If it's a conditional speech impediment, maybe therapy can help him get over it. If you can afford it, start sending him now, there's a good chance things will improve in 4 years.
If you can't afford it right now, CSE will give him the skills to earn enough to afford it later, probably.
Also, careers are not set in stone. If he doesn't like IT, he can always switch to doing something else with his life later. Don't optimise prematurely.
Hey thanks.. we have tried speech therapy and it's not helping much.. i know I'm probably optimising prematurely , but struggling to communicate infront of people might impact him a lot mentally. At this point I'm thinking about ECE OR EEE , where there is an opportunity to work for PSU companies like BHEL or ISRO DRDO etc, which are easy going and not as stressful as an IT job. If it doesn't work out he can always come to IT .
If my family thought less of me and made me switch branches just because of my impediment, that would also affect my mental health a lot, especially make me loose confidence in my abilities.
I think as a person, he should have a say in his important life decisions.
Maybe try to communicate these fears with him. If he understands, he might change his decision. I think it's not right to force someone to change their path just because you are fearful.
I used to stammer very frequently until I was 17-18 and I still stammer once in a while. BTW, I'm in hardcore sales :)
I would strongly against creating a habit of co-dependency, stammering or no stammering. Please allow your sibling to make independent decisions based on his own introspection and research. Create a space where he can come to help and advice, yet remain an independent minded person.
Look for firms with Diversity and Inclusion
I had a major stammering issue a few years back. Today I am earning significantly more than my peers and would call myself fairly successful.

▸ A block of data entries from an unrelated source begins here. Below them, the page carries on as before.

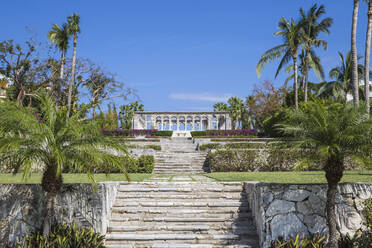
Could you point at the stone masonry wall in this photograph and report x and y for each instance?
(283, 210)
(22, 206)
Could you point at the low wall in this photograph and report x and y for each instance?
(22, 206)
(285, 210)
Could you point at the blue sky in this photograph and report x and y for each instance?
(181, 55)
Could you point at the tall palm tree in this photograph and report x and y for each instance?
(60, 36)
(45, 137)
(236, 109)
(311, 28)
(333, 133)
(73, 27)
(367, 56)
(354, 60)
(342, 75)
(291, 34)
(312, 62)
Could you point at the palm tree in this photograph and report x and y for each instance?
(291, 33)
(236, 109)
(313, 62)
(311, 28)
(73, 27)
(333, 133)
(367, 56)
(60, 37)
(46, 137)
(342, 75)
(354, 60)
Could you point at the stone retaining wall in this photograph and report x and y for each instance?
(283, 210)
(22, 206)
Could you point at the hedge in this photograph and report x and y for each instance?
(245, 145)
(209, 146)
(224, 133)
(143, 164)
(154, 147)
(258, 160)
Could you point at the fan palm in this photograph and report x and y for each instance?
(60, 37)
(311, 28)
(367, 56)
(45, 137)
(73, 27)
(291, 34)
(333, 133)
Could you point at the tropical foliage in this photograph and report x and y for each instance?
(333, 132)
(45, 137)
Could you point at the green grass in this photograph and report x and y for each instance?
(290, 177)
(73, 178)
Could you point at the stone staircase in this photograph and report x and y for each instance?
(179, 156)
(175, 214)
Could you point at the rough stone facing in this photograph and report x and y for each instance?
(22, 206)
(283, 210)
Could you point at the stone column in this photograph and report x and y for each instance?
(210, 120)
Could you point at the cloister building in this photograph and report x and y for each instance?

The trick that worked for me was meditation and gaining as much knowledge as possible.
Happy to connect with your brother if you would like.
Sr Engineering Manager who indirectly manages around 25+ folks.
My teams best engineer stammers. Not going to deny that it creates a problem in communication especially since we are remote. But the guy is is too good technically so over a period people have adjusted to it. And that is more or less because of how good he is technically.